Tuesday, November 30

The repressive crusade of the Chinese Communist Party chooses Tencent as a new victim

Tencent is one of the largest values ​​of the Hong Kong Hang Seng Index, and one of the largest companies in the world in market capitalization, but not even the Chinese tech giant escapes the scrutiny of Xi Jinping and his Communist Party.

The multinational responsible for Wechat received orders on Tuesday to halt the launch of new apps and updates, waiting for Chinese industry regulators to review whether Tencent complies with new privacy laws implemented by the Asian government this month.

The multinational company claimed to be working with the institutions to ensure compliance with the strict laws imposed by the government of Xi Jinping. The news, however, is yet another sign of China’s close surveillance of its big tech companies.

In recent months, Chinese regulators have imposed € 2.5 billion in sanctions on the e-commerce giant Alibaba for abusing its market position; paralyzed the IPO of Ant Group, a subsidiary of Alibaba, and fined companies such as Uber chino, Didi, and own Tencent, for “not adequately informing the authorities.”

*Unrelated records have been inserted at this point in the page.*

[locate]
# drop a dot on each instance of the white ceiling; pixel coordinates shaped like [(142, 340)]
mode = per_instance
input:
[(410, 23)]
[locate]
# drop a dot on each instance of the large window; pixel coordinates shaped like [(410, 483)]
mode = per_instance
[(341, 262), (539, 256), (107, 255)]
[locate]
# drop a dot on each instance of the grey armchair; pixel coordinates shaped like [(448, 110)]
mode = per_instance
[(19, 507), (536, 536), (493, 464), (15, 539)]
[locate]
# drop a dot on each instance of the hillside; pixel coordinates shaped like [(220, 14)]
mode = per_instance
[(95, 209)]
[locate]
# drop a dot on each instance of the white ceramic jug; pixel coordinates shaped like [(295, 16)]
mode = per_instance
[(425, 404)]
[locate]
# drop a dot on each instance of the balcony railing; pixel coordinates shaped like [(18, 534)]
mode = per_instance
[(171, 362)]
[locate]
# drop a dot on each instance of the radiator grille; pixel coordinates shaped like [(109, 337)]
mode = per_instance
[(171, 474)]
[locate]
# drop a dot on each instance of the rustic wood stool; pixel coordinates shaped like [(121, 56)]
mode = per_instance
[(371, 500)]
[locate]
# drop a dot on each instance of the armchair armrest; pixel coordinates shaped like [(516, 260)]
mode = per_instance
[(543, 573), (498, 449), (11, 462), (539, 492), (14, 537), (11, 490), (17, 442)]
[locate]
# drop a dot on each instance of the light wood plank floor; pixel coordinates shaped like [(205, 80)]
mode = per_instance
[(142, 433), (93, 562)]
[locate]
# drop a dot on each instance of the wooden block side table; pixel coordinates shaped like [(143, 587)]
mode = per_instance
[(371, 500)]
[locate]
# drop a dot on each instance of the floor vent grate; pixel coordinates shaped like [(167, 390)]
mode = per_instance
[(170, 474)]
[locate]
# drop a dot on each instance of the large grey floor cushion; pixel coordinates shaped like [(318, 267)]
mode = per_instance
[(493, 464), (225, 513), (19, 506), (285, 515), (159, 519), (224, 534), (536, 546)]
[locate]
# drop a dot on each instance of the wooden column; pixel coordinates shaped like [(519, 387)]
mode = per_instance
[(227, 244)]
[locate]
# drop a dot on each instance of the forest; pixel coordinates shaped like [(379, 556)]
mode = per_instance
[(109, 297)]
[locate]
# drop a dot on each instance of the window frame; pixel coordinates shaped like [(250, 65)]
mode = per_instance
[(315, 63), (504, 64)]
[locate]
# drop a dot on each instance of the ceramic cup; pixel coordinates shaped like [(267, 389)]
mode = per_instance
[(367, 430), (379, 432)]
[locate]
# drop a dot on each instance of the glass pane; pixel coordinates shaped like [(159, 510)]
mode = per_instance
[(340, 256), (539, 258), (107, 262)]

Calm before a new setback of the Government

Despite the uncertainty generated in the markets by the repressive crusade of the Chinese Communist Party, which caused the industry to contract for the first time since the pandemic broke out, analysts see the Asian titan’s market as a field of opportunity.

Blackrock, for example, showed his optimism with China noting that the country begins to offer attractive valuations, and predicting that government intervention in the future of markets and listed companies will relax next year, so that growth stocks will be the best option to benefit from the change.

The fund manager has readjusted its positions on the Asian continent and China he got the best of it because of the good prospects. Their view of the country’s equities has gone from “underweight” to “neutral”.

From Bloomberg Intelligencemeanwhile, they indicate that the intensity of antitrust investigations in China can lead to increased activity in mergers and acquisitions within the country,

“Internet companies in China they can go on to form local consortia to carry out mergers and acquisitions, and reduce the risk of violating antitrust rules, as they increase in 2022, “says the Bloomberg report.

Tencent It lost 1.41 percent in Hong Kong trading during Tuesday’s session, down to Hong Kong dollars (54 euros) a share. However, the consensus of analysts places its price at 610 Hong Kong dollars (69.8 euros).

The new laws impacted their results

JP Morgan sets a price target of $ 618, and in its report on November 22, refers to Tencent’s monetization capacity in its software, video, and video game services as a clear indicator of its potential growth.

The financial entity also states that “investor sentiment in regulatory risk should relax, due to the comments of the directive that this risk is low in the gaming sector, and the fact that the impact of the new laws to protect ad revenue is not significant. “

In the report, therefore, JP Morgan considers that the actions of Tencent They will offer a good 12-month return once the billing is positive, which they estimate to occur during the first quarter of 2022.

The technology group had a turnover of 19.6 billion euros during the third quarter of 2021, a result that beat analysts’ estimates but which represented the lowest growth in its turnover since 2004, hampered precisely by Chinese government regulations.

Ma Huateng, CEO de TencentHe then assured that “the industry was adapting to the new regulation and macroeconomic development”, but that he was confident that the new legislative framework “should contribute to a more sustainable development path for the industry.” For now, the scrutiny of the Chinese government has once again played a trick on them.